Maggie sat down on a big soft couch in the middle of the room, took a file from her document case, which she dropped on the floor at her feet. Her mother-in-law sat beside her as she opened the brown folder.

"Not too much," she said. "There are only five faces on the video we're stuck with. I've had them transferred to photo-files and printed out."

Christina reached out and drew a heavy coffee table across the carpet towards them. "Spread them out there and I'll have a look."

Maggie did as she was told. The faces of three women and two men looked up from the table. One was smiling, but the others looked as if they had been taken off guard… as indeed they had, for none had been aware that they were being filmed. One of the men looked particularly fierce. Christina picked up the A4 likeness, peered at it, and then laughed. "That is undoubtedly the worst photograph I have ever seen," she said, 'but maybe he looks like that on the Bench. That's Henry Corrigan QC; Lord Corrigan, the Court of Session judge."

"Is it?" Maggie exclaimed, taking the sheet and peering at it. "God, you're right. I've given evidence in his court, too, but I'd never have known him from that. Mind you," she added, 'he was in his robes in the mug-shot the Scotsman gave us. I've never seen him without his wig. He's an ugly bugger, isn't he?"

"In every way. Not a nice man." Christina picked up another photograph, one of the three women. "This is his unfortunate wife, Madeline, or Maidie, Lady Corrigan."

She laid it aside and picked up the other man's likeness. "Now this is …" She stopped, thinking. "James Woodstein," she exclaimed with satisfaction. "He's a marketing consultant, with a smallish client list. As I remember it includes David Candela's firm. We did a headhunting job for him once. We found him two excellent candidates, but he turned them both down, saying they were too expensive, and then he refused to pay us. Twerp."

She picked up the photo on the left of the five. "Sadie Grierson," she announced. "She's a relatively rare bird, a female corporate accountant. She was with one of the big players in London, until she was moved to Edinburgh to head up their Scottish office. She's so new in town that she's obviously not in the Scotsman photo library yet, but she's a client of my firm. I met her at a reception they had to announce her appointment."

Maggie picked up the last of the five head shots. It showed a woman, not old, of indeterminate age, with a severe hair arrangement, sharp eyes and an even sharper frown. "What about her?" she asked.

"One doesn't like to be unkind, but what about her, indeed. Who stole her scone, do you think?"

"I don't know," Maggie muttered. "But I wouldn't like to be him when she finds him. Do you know her?"

"Would her own mother know her from that likeness? No, I don't think I can help you with her." She laid the photograph back on the table, and looked at it again. "And yet…" She took a pen from the pocket of her cardigan and laid it across the woman's eyes. "There's a girl about the town, an odd lass. They say she's very bright; to my knowledge she has a first in chemistry. She did a teacher training course, but that ended when she assaulted a girl who was rude to her.

After that, she worked for a while for one of the children's charities, as a clerk, until they got rid of her for sending an offensive letter to one of the patrons.
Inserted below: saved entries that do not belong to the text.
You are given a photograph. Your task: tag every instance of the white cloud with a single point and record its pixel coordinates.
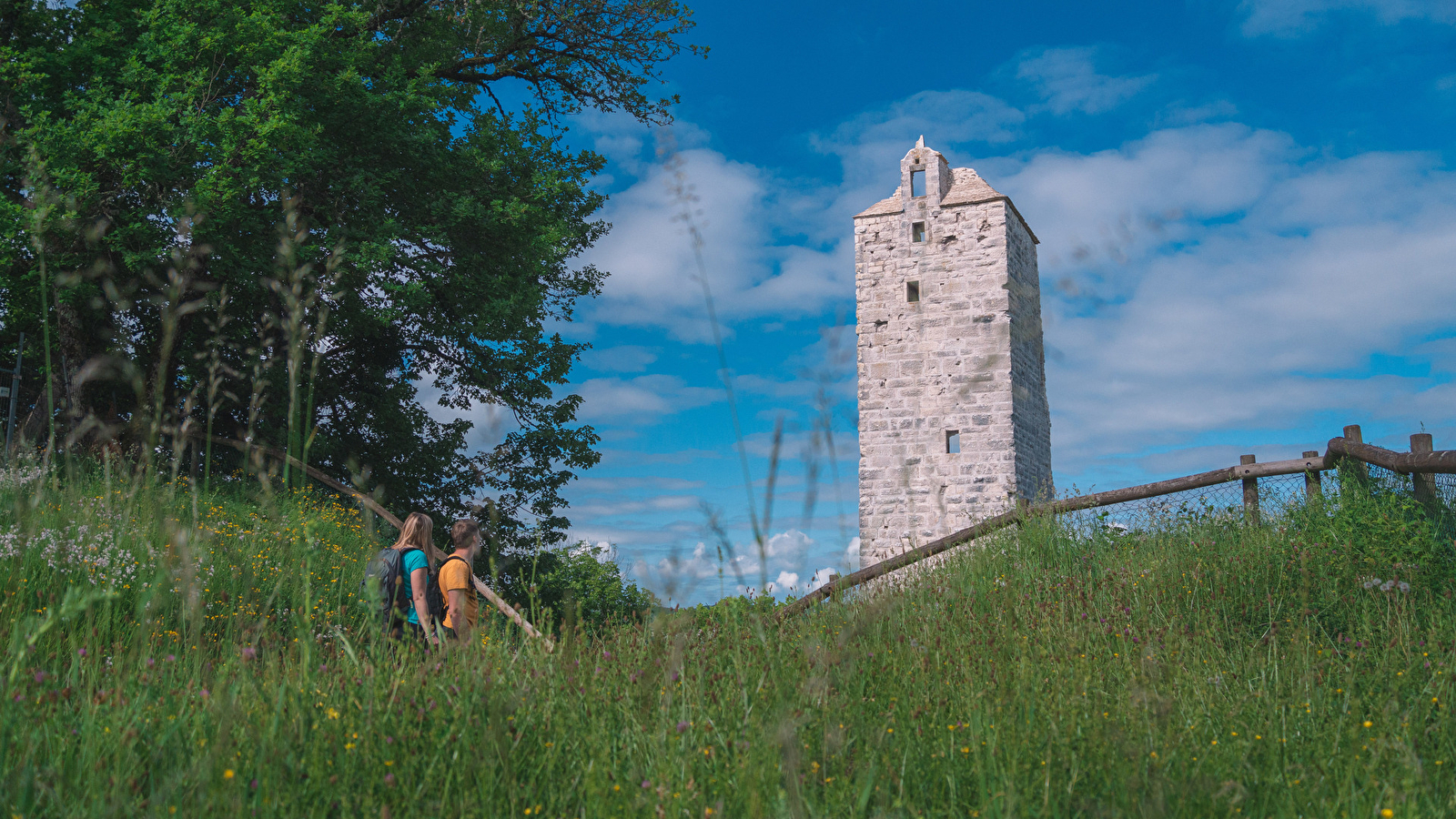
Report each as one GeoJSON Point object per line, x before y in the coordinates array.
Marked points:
{"type": "Point", "coordinates": [1228, 278]}
{"type": "Point", "coordinates": [1295, 18]}
{"type": "Point", "coordinates": [1067, 80]}
{"type": "Point", "coordinates": [739, 210]}
{"type": "Point", "coordinates": [784, 583]}
{"type": "Point", "coordinates": [640, 399]}
{"type": "Point", "coordinates": [776, 567]}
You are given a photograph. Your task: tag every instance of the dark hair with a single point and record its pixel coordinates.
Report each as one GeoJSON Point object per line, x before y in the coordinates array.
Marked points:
{"type": "Point", "coordinates": [463, 532]}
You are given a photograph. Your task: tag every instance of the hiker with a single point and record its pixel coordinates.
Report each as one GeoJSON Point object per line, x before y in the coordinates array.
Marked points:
{"type": "Point", "coordinates": [414, 545]}
{"type": "Point", "coordinates": [456, 581]}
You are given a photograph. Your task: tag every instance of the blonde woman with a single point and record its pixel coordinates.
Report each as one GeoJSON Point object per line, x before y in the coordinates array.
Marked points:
{"type": "Point", "coordinates": [414, 545]}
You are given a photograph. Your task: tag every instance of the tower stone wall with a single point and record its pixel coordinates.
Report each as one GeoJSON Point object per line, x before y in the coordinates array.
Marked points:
{"type": "Point", "coordinates": [950, 347]}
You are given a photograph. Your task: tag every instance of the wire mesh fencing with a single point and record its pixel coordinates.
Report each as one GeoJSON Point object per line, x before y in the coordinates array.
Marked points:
{"type": "Point", "coordinates": [1278, 496]}
{"type": "Point", "coordinates": [1219, 501]}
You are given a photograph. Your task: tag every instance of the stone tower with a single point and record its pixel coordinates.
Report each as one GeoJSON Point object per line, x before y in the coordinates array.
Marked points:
{"type": "Point", "coordinates": [953, 394]}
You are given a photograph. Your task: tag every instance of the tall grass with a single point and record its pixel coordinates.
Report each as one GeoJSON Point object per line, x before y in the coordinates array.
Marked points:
{"type": "Point", "coordinates": [1203, 668]}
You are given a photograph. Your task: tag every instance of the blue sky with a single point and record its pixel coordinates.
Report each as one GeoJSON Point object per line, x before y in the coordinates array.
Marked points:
{"type": "Point", "coordinates": [1249, 238]}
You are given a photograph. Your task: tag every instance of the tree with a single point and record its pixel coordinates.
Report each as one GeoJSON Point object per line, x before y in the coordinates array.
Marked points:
{"type": "Point", "coordinates": [430, 230]}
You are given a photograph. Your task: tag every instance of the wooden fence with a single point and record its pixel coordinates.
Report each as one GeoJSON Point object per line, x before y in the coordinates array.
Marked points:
{"type": "Point", "coordinates": [1421, 462]}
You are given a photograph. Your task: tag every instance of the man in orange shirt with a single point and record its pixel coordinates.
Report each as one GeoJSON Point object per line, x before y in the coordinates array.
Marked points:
{"type": "Point", "coordinates": [462, 605]}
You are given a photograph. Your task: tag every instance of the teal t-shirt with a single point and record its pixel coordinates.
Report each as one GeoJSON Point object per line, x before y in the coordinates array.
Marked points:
{"type": "Point", "coordinates": [414, 559]}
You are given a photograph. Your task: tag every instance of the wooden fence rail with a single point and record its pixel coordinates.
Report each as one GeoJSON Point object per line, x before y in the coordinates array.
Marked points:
{"type": "Point", "coordinates": [1420, 460]}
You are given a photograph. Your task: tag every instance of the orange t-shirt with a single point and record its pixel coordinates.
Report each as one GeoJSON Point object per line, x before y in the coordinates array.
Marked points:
{"type": "Point", "coordinates": [456, 574]}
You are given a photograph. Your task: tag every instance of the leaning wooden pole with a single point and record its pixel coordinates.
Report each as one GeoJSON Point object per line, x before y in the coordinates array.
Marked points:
{"type": "Point", "coordinates": [1312, 464]}
{"type": "Point", "coordinates": [389, 518]}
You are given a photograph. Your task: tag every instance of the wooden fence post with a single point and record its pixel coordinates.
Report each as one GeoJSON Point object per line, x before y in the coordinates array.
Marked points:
{"type": "Point", "coordinates": [1361, 471]}
{"type": "Point", "coordinates": [1424, 482]}
{"type": "Point", "coordinates": [1251, 494]}
{"type": "Point", "coordinates": [1312, 489]}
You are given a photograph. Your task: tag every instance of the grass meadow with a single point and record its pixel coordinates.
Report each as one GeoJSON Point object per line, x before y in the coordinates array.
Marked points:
{"type": "Point", "coordinates": [206, 656]}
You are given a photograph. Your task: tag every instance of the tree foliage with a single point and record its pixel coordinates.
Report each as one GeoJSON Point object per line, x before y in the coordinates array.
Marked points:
{"type": "Point", "coordinates": [152, 149]}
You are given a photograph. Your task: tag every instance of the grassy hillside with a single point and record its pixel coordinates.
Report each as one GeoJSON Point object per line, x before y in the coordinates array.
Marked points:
{"type": "Point", "coordinates": [1198, 669]}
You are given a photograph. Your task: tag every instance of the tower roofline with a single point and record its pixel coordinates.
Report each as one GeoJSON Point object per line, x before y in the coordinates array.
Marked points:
{"type": "Point", "coordinates": [967, 188]}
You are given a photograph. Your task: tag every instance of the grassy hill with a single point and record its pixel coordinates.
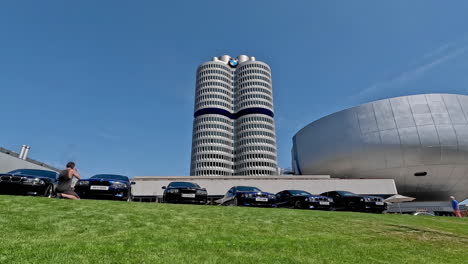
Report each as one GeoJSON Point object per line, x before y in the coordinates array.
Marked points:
{"type": "Point", "coordinates": [41, 230]}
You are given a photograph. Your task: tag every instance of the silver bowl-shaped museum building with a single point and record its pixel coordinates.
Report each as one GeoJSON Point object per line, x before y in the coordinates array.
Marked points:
{"type": "Point", "coordinates": [420, 141]}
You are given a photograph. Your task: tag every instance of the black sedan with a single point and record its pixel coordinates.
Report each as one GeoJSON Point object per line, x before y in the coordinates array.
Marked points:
{"type": "Point", "coordinates": [354, 202]}
{"type": "Point", "coordinates": [29, 182]}
{"type": "Point", "coordinates": [108, 186]}
{"type": "Point", "coordinates": [303, 200]}
{"type": "Point", "coordinates": [184, 192]}
{"type": "Point", "coordinates": [247, 196]}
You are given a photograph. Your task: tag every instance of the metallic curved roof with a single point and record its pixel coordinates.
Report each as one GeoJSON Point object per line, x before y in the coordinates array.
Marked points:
{"type": "Point", "coordinates": [394, 138]}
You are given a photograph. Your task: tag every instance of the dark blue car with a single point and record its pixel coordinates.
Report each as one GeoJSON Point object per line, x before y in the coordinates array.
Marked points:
{"type": "Point", "coordinates": [247, 196]}
{"type": "Point", "coordinates": [108, 186]}
{"type": "Point", "coordinates": [29, 182]}
{"type": "Point", "coordinates": [300, 199]}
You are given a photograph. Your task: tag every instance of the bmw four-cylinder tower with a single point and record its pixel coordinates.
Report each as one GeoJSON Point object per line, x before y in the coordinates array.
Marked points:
{"type": "Point", "coordinates": [233, 127]}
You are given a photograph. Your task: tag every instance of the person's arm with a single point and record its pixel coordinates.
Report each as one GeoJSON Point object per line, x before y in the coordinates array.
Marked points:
{"type": "Point", "coordinates": [76, 174]}
{"type": "Point", "coordinates": [70, 174]}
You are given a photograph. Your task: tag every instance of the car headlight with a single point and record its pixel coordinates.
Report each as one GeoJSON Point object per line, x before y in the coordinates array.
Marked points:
{"type": "Point", "coordinates": [83, 183]}
{"type": "Point", "coordinates": [201, 192]}
{"type": "Point", "coordinates": [119, 185]}
{"type": "Point", "coordinates": [33, 181]}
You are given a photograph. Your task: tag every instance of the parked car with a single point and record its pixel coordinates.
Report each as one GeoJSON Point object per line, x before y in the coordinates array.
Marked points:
{"type": "Point", "coordinates": [247, 196]}
{"type": "Point", "coordinates": [108, 186]}
{"type": "Point", "coordinates": [29, 182]}
{"type": "Point", "coordinates": [354, 202]}
{"type": "Point", "coordinates": [303, 200]}
{"type": "Point", "coordinates": [184, 192]}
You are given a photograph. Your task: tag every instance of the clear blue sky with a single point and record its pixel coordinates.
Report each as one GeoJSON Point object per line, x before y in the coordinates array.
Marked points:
{"type": "Point", "coordinates": [110, 84]}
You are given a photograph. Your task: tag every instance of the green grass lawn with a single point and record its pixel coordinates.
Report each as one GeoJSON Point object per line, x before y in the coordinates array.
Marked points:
{"type": "Point", "coordinates": [42, 230]}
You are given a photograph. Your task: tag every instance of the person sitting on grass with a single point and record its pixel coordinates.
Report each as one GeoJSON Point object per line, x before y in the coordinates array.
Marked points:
{"type": "Point", "coordinates": [67, 180]}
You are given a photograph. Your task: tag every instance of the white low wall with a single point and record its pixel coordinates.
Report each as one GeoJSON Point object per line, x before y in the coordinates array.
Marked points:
{"type": "Point", "coordinates": [315, 184]}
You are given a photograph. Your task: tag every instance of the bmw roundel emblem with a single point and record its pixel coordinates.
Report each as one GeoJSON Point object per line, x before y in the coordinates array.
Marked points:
{"type": "Point", "coordinates": [233, 63]}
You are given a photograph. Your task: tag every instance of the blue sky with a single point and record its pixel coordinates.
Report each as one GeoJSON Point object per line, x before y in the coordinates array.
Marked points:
{"type": "Point", "coordinates": [110, 84]}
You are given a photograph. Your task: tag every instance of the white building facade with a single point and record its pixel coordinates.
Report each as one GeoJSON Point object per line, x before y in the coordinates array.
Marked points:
{"type": "Point", "coordinates": [234, 128]}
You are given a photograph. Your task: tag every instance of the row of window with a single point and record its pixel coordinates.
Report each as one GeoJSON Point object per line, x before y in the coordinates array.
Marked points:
{"type": "Point", "coordinates": [213, 126]}
{"type": "Point", "coordinates": [214, 96]}
{"type": "Point", "coordinates": [210, 156]}
{"type": "Point", "coordinates": [213, 164]}
{"type": "Point", "coordinates": [249, 119]}
{"type": "Point", "coordinates": [255, 141]}
{"type": "Point", "coordinates": [250, 103]}
{"type": "Point", "coordinates": [207, 72]}
{"type": "Point", "coordinates": [252, 71]}
{"type": "Point", "coordinates": [252, 90]}
{"type": "Point", "coordinates": [255, 173]}
{"type": "Point", "coordinates": [253, 65]}
{"type": "Point", "coordinates": [212, 173]}
{"type": "Point", "coordinates": [254, 126]}
{"type": "Point", "coordinates": [214, 65]}
{"type": "Point", "coordinates": [254, 96]}
{"type": "Point", "coordinates": [217, 83]}
{"type": "Point", "coordinates": [255, 156]}
{"type": "Point", "coordinates": [211, 103]}
{"type": "Point", "coordinates": [212, 148]}
{"type": "Point", "coordinates": [214, 77]}
{"type": "Point", "coordinates": [212, 141]}
{"type": "Point", "coordinates": [253, 77]}
{"type": "Point", "coordinates": [255, 164]}
{"type": "Point", "coordinates": [254, 133]}
{"type": "Point", "coordinates": [208, 90]}
{"type": "Point", "coordinates": [201, 134]}
{"type": "Point", "coordinates": [248, 84]}
{"type": "Point", "coordinates": [255, 149]}
{"type": "Point", "coordinates": [220, 119]}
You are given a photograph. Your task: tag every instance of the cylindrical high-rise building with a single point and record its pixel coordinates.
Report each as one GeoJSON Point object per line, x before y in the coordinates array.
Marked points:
{"type": "Point", "coordinates": [255, 139]}
{"type": "Point", "coordinates": [233, 129]}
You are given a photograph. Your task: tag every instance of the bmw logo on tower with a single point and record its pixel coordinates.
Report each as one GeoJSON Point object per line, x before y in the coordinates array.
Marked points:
{"type": "Point", "coordinates": [233, 127]}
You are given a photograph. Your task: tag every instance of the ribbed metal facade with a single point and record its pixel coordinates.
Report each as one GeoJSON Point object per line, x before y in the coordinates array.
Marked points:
{"type": "Point", "coordinates": [234, 129]}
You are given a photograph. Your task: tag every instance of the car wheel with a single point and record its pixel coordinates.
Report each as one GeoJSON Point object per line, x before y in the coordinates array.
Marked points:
{"type": "Point", "coordinates": [49, 192]}
{"type": "Point", "coordinates": [298, 205]}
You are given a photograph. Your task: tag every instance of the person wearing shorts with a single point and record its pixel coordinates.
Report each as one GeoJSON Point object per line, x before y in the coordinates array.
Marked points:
{"type": "Point", "coordinates": [66, 182]}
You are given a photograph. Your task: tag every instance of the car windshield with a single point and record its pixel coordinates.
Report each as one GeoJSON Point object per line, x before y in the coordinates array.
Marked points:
{"type": "Point", "coordinates": [297, 193]}
{"type": "Point", "coordinates": [40, 173]}
{"type": "Point", "coordinates": [110, 177]}
{"type": "Point", "coordinates": [247, 189]}
{"type": "Point", "coordinates": [344, 193]}
{"type": "Point", "coordinates": [183, 184]}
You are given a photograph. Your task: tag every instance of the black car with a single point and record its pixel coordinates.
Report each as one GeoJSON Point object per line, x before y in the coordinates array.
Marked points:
{"type": "Point", "coordinates": [303, 200]}
{"type": "Point", "coordinates": [247, 196]}
{"type": "Point", "coordinates": [354, 202]}
{"type": "Point", "coordinates": [29, 182]}
{"type": "Point", "coordinates": [185, 192]}
{"type": "Point", "coordinates": [107, 186]}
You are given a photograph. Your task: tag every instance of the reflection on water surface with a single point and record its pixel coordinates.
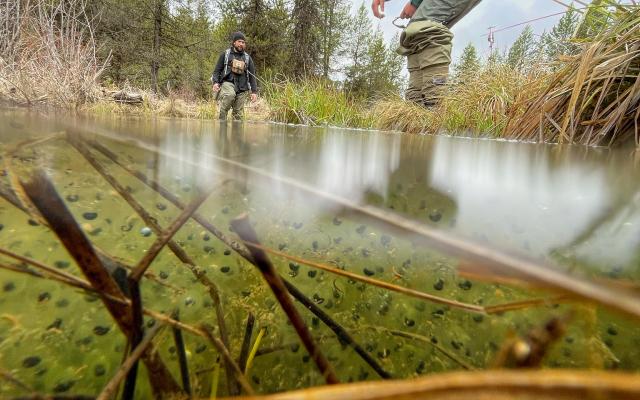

Then she went to work in the office of a New

Town hotel, but she was moved on from that; a resident swore in her hearing and she emptied a vase of flowers over his head. After that her father brought her to me, in the vain hope that I could find her a job. That could be her, only…"

She picked up the photograph again, took the pen and drew a pair of spectacles, roughly over the eyes. "Only when I met her she was wearing big thick glasses. That's the girl; I'm sure of it. Her name's Andrea Strachan, and her father's a lecturer in religious studies at Napier."

"Where can we find her?"

"If I hadn't seen that photograph, I'd have said you could have found her in the Royal Edinburgh Hospital. Last I heard, she was sectioned after she tried to set fire to a church."